Enfin, en octobre dernier, la Cour des comptes déplorait un état dégradé du réseau et un service insuffisant pour un transport coûteux.
Où en est-on des efforts de transformation du TER en ce début d’année 2020, qui marque l’ouverture à la concurrence ?
On le sait, deux chantiers sont prioritaires. Le premier est celui de la réorganisation des rôles respectifs des régions, du groupe public ferroviaire et de l’État dans le financement des infrastructures. Le second chantier de modernisation du TER est celui de son attractivité. Il doit être valorisé, car il constitue un mode de transport s’ancrant dans les territoires de nature à accompagner la transition énergétique.
Au passage, mes chers collègues, je vous fais remarquer que cette transition est malmenée depuis quelques semaines par la grève à la SNCF, qui met beaucoup de camions, de voitures et d’avions en circulation. L’environnement est en train de payer un lourd tribut, sans que personne en parle.
Il s’agit enfin de réorganiser la SNCF dans une logique de décentralisation en permettant un report modal des passagers de la route vers le rail.
Monsieur le secrétaire d’État, où en est-on de la clarification de la gouvernance du TER et de l’amélioration de son attractivité ? (Applaudissements sur les travées du groupe UC.)
M. le président. La parole est à M. le secrétaire d’État.
M. Jean-Baptiste Djebbari, secrétaire d’État auprès de la ministre de la transition écologique et solidaire, chargé des transports.
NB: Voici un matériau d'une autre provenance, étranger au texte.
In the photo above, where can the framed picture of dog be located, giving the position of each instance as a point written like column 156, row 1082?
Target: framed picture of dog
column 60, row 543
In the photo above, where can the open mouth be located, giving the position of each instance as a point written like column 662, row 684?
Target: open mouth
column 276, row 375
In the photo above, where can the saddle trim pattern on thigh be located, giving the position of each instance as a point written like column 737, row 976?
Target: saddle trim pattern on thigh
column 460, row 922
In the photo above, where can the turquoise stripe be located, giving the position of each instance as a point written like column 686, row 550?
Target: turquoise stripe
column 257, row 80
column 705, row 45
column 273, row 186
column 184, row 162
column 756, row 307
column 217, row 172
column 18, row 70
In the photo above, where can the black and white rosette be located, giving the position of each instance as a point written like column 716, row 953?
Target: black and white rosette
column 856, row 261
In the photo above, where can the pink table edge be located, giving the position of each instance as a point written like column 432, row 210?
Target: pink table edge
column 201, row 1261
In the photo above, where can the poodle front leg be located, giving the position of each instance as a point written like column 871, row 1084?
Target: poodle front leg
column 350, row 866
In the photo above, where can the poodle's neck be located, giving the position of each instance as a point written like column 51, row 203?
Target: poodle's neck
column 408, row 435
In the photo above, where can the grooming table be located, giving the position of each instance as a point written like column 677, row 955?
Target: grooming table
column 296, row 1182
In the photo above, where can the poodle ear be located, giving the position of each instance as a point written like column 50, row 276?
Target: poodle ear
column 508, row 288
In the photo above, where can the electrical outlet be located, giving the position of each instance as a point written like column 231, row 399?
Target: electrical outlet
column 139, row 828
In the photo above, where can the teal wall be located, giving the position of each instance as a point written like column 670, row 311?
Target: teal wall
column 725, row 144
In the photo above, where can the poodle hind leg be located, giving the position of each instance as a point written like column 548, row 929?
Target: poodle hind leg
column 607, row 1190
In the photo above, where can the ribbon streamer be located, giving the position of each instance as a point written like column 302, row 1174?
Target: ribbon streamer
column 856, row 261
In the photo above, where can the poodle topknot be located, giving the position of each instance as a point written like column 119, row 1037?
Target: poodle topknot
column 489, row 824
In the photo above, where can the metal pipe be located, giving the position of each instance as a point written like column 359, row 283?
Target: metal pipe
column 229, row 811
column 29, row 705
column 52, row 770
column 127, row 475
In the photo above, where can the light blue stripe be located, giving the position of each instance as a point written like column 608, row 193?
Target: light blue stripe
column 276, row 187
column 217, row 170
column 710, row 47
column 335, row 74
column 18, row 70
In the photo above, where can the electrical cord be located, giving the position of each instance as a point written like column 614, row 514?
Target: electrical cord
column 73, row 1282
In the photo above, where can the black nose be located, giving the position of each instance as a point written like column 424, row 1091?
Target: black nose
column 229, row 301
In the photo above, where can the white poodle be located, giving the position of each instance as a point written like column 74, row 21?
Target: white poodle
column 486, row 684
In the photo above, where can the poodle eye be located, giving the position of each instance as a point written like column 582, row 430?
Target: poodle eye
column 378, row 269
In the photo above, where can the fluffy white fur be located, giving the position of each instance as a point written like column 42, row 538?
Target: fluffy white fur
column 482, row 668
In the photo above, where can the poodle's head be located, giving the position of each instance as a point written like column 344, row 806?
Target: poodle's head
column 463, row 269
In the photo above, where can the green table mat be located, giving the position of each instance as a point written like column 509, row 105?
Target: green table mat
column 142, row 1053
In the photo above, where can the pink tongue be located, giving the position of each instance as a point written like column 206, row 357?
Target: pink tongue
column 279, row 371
Monsieur le sénateur, vous avez évoqué le plan Cap TER 2020, qui porte déjà ses fruits, avec des premiers résultats positifs depuis 2019.
Ainsi, la régularité du TER s’est améliorée, passant de 91 % sur les cinq premiers mois de 2017 à 93 % sur les mêmes mois en 2019, ce qui est tout à fait encourageant. Le trafic TER a augmenté de près de 4 % sur la même période. Les charges d’exploitation, en hausse continue depuis 2012, ont diminué entre 2017 et 2018. Cette tendance est toujours à l’œuvre. La transformation de la gouvernance de la SNCF et, en son sein, de l’organisation de l’offre TER est en donc cours.
Par ailleurs, sur l’état dégradé du réseau, je vous renvoie aux discussions que nous avons eues préalablement et aux chiffres que j’ai évoqués. Il faut évidemment remettre le réseau en état, notamment les lignes très empruntées par les TER, ce qui permettra d’améliorer le service aux usagers dans son ensemble.
M. le président. La parole est à M. Michel Vaspart. (Applaudissements sur des travées du groupe Les Républicains.)
M. Michel Vaspart. Monsieur le secrétaire d’État, en l’absence du rapport Philizot, permettez-moi de vous adresser une question régionale.
La ligne Lamballe-Dinan-Dol-de-Bretagne est une ligne secondaire structurante pour la liaison de l’est des Côtes-d’Armor avec le nord de l’Ille-et-Vilaine.
Ligne à voie unique, sa rénovation, réclamée depuis plus de trente ans par la société civile et les élus locaux, a débuté en 2013 par la réfection complète de la section entre Dinan et Pleudihen-sur-Rance.
Cette même société civile, au travers d’une association et des élus locaux, a obtenu de haute lutte la poursuite de la rénovation entre Pleudihen-sur-Rance et Dol-de-Bretagne. Celle-ci a commencé en décembre 2019 et devrait durer une année. Elle permettra d’améliorer l’offre de transport entre Dinan et Rennes et entre Dinan et Saint-Malo.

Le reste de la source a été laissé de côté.